Be very careful with Able2Extract 7 and large docs
Thread poster: Fausto2112

Fausto2112  Identity Verified
Spain
Local time: 06:24
English to Spanish
+ ...
Feb 18, 2011

Hello fellow translators,

I just recently lost around 400$ due to a really bad conversion from pdf to doc with Able2Extract 7. It "forgot" to convert around 5000-6000 words. I had already sent the quote to my client and could not change the terms of the agreement, so I have to accept the loss.

However, Able2Extract 6 does seem to work properly (with its limitations), so do not be lured by the nice UI on the new version and stick to the old and reliable Version 6.

Hope this helps.


Direct link Reply with quote
 

Natalie  Identity Verified
Poland
Local time: 06:24
Member (2002)
English to Russian
+ ...

Moderator of this forum
Hi Fausto Feb 18, 2011

Thank you for the warning, however, my question is: do you start translating converted files without checking them?

Natalia
P.S. If honestly, I have never heard of such a tool (I use FineReader)

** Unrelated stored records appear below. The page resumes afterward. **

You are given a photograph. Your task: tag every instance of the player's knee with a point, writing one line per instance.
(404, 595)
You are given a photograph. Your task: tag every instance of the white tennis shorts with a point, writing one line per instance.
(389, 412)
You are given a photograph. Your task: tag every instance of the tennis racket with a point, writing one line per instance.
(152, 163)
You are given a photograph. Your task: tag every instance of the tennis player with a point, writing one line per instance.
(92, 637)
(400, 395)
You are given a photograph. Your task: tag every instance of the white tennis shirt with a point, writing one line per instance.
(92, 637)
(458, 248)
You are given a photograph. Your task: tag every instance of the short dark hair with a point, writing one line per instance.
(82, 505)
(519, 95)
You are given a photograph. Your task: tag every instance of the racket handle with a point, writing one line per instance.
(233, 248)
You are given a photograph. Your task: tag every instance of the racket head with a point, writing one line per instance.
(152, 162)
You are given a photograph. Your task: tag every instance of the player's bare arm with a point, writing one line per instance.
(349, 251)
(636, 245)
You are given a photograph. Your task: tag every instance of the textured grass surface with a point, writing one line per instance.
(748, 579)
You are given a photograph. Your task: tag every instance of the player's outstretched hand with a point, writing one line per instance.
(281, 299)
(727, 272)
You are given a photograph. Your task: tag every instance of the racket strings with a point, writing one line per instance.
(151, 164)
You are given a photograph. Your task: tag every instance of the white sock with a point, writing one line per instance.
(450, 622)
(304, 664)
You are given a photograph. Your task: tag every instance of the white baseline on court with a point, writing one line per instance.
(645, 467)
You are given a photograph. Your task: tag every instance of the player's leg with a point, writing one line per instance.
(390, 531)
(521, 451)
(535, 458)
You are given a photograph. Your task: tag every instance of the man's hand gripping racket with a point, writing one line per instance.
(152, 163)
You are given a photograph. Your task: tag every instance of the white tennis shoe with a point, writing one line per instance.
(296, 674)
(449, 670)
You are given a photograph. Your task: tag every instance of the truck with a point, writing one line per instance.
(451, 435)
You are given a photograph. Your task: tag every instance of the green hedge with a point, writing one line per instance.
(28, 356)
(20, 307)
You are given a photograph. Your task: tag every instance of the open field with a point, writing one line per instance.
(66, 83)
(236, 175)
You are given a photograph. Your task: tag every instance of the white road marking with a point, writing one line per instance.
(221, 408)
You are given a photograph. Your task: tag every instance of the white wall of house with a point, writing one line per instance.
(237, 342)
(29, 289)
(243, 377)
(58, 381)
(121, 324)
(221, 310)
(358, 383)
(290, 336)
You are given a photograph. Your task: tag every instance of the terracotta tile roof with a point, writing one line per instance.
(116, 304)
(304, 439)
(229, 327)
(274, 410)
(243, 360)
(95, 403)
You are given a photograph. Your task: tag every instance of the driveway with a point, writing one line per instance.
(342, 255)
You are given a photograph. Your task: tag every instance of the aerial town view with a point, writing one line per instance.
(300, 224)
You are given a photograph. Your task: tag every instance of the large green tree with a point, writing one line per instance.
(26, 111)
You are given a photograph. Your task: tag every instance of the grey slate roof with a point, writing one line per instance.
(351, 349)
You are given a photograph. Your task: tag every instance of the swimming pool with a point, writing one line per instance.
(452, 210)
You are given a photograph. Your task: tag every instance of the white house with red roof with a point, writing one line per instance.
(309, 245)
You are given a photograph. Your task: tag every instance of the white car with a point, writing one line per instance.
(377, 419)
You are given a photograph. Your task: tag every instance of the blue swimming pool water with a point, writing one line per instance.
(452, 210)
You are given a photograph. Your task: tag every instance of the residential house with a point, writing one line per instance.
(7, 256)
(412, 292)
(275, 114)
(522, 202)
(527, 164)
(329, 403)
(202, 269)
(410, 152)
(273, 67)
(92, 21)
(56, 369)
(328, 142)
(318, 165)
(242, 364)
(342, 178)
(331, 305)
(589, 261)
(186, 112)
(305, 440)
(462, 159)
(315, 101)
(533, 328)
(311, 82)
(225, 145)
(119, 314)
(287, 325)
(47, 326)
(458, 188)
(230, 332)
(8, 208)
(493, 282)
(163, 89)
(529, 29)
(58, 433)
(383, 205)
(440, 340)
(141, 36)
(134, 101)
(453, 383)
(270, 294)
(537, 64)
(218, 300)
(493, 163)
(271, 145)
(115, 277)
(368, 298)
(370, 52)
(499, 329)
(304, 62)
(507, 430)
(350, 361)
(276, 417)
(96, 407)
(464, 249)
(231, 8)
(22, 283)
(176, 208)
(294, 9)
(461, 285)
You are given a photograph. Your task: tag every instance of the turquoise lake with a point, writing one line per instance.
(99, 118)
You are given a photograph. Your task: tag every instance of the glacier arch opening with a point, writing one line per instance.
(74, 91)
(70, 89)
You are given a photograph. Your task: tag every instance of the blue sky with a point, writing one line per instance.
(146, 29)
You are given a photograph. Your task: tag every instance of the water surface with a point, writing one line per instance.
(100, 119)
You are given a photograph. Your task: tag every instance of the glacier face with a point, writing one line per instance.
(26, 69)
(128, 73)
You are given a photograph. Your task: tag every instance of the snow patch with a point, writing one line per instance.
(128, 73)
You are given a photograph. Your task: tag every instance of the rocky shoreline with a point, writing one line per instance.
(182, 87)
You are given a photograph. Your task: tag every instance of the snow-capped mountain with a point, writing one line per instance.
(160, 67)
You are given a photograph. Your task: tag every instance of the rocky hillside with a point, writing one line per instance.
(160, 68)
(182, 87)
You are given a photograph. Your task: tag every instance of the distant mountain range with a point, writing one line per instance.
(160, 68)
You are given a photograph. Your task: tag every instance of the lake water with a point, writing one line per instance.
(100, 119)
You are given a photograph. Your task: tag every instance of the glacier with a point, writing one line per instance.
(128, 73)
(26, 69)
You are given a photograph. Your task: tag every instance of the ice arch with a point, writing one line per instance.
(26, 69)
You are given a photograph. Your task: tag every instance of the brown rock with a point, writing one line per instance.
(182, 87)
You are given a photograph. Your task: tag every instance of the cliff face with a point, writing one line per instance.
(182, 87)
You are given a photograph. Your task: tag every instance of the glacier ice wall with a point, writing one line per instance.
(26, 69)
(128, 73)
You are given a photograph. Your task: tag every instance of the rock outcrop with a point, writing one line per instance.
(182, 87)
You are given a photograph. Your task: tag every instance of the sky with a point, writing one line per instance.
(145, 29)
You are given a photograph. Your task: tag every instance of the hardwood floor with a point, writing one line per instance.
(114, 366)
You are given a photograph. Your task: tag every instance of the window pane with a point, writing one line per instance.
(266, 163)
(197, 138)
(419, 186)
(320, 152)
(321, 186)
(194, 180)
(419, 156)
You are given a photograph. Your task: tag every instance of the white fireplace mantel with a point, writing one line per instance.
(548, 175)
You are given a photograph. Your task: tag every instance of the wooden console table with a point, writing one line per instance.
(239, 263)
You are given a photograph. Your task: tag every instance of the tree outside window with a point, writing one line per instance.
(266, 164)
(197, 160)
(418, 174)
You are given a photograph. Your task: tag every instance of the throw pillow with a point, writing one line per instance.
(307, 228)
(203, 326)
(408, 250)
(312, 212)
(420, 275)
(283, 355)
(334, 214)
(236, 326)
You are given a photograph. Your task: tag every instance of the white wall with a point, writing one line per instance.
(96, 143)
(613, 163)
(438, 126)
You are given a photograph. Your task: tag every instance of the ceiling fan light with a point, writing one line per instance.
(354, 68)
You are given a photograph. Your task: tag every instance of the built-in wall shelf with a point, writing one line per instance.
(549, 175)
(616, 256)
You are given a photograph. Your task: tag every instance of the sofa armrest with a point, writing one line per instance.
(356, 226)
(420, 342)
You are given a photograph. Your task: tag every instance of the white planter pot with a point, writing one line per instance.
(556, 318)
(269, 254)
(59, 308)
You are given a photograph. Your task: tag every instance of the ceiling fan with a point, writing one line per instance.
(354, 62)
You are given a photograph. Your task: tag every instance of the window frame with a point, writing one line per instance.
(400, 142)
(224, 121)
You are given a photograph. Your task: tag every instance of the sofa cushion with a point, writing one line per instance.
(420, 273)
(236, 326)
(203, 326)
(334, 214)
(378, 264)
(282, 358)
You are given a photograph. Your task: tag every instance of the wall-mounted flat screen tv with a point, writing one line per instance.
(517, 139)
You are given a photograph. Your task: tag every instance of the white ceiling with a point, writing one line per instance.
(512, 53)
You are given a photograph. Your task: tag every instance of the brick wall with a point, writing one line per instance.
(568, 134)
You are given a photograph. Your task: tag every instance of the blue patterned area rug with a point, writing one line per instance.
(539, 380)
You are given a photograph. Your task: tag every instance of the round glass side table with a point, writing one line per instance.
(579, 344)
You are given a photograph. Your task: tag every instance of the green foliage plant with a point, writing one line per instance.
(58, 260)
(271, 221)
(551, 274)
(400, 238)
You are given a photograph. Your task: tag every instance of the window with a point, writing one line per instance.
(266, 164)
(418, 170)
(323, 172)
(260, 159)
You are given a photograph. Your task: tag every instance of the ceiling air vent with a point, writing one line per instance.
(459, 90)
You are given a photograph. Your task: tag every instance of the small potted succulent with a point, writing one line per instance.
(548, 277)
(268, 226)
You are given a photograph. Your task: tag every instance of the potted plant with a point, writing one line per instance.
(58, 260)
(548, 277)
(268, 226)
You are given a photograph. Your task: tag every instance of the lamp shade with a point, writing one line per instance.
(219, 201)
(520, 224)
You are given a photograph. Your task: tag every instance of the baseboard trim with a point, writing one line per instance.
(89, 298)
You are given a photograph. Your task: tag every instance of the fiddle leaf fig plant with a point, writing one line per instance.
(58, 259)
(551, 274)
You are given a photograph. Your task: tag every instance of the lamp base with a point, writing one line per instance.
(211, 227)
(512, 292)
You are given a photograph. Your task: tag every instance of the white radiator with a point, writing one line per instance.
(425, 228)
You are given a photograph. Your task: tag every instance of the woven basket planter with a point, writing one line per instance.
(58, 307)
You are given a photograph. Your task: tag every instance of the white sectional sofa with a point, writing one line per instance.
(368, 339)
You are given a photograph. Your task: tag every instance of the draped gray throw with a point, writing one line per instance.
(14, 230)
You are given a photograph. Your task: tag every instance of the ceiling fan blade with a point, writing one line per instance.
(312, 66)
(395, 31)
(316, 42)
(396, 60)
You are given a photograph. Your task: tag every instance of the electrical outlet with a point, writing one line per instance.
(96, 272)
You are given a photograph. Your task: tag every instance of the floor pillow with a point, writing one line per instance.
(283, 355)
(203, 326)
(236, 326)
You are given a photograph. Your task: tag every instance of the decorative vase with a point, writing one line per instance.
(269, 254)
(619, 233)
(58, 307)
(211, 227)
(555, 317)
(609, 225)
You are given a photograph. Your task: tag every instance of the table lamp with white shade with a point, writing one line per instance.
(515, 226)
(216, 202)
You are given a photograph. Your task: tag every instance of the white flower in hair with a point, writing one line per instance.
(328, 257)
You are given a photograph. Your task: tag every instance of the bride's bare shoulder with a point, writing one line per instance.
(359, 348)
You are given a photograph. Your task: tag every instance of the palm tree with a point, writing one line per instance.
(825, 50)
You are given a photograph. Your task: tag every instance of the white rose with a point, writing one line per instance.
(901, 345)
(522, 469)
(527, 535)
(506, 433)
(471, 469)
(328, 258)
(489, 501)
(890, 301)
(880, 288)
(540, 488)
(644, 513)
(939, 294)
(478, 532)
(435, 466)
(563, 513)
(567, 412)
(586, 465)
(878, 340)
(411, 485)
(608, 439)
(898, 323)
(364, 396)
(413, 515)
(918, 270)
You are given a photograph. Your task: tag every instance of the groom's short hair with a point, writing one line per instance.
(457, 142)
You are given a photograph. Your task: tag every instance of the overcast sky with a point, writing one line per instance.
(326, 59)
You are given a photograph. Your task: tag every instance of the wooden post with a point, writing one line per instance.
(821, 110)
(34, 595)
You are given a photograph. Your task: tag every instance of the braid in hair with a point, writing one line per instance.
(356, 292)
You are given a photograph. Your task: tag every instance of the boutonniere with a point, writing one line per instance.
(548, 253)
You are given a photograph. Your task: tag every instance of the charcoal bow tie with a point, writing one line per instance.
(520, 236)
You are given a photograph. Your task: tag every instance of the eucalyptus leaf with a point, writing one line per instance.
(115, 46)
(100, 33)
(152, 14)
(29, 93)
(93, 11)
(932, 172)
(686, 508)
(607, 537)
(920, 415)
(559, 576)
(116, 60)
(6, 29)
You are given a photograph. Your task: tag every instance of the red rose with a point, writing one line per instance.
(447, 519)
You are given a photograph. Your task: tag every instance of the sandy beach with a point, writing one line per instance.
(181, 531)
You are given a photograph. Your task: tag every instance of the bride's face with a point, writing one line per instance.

Direct link Reply with quote
 

Fausto2112  Identity Verified
Spain
Local time: 06:24
English to Spanish
+ ...
TOPIC STARTER
Checked, not thoroughly enough Feb 18, 2011

I checked, obviously not well enough. It won't happen again, of course.

The lost data was all in tables and lists, huge tables and lists, which seemed to be Ok.


Direct link Reply with quote
 
Kevin Fulton  Identity Verified
United States
Local time: 00:24
German to English
Thanks for the heads-up Feb 18, 2011

It's tough to learn a lesson the hard way.

I've been an enthusiastic user of Able2Extract for several years. On large PDF files I tend to rely on PractiCount whenever possible, or by saving the document to text in order to obtain a wordcount.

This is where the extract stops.